A landmark letter, signed by 104 survivors and civil society organisations across 24 countries, compels tech bosses to take responsibility for the safety of their products, including end-to-end encrypted services.
- Global coalition of survivors and child protection experts raise significant concerns about lack of child safety considerations by tech companies.
- Survivors say their safety and privacy rights have been eroded by dangerous social media and private messaging services.
- Calls for tech companies to play their part comes amidst global efforts for online safety regulations to protect children from abuse.
A global coalition of more than 100 sexual abuse survivors, families and child safety experts have demanded tech companies act now to make sure their platforms are safe for children.
The letter to tech bosses was spearheaded by a survivor who was sexually abused via encrypted messaging app WhatsApp as a 13-year-old and has been signed by 43 survivors of online child sexual abuse and 61 global child safety organisations and academics.
It urges companies to engage with survivors to assess the child safety risks of new and current products, including end-to-end encrypted messaging services.
The letter has been sent to executives at tech platforms including Mark Zuckerberg at Meta, Evan Spiegel at Snap, Meredith Whittaker at Signal and Tim Cook at Apple.

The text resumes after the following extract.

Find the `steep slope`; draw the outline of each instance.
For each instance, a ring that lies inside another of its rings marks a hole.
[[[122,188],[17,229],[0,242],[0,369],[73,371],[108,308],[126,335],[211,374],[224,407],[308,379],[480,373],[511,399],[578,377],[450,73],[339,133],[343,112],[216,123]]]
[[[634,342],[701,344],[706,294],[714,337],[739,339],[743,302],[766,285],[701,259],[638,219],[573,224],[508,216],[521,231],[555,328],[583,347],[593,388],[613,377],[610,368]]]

Signatories include Phoenix 11, a collective of survivors whose child sexual abuse was recorded and distributed online, and survivors who work directly with the NSPCC as online safety campaigners.
Organisations who signed include The Alliance to Counter Crime Online, Barnardo’s, The Canadian Centre for Child Protection, Collective Shout, ECPAT International, Eurochild and The Network for Children's Rights amongst others.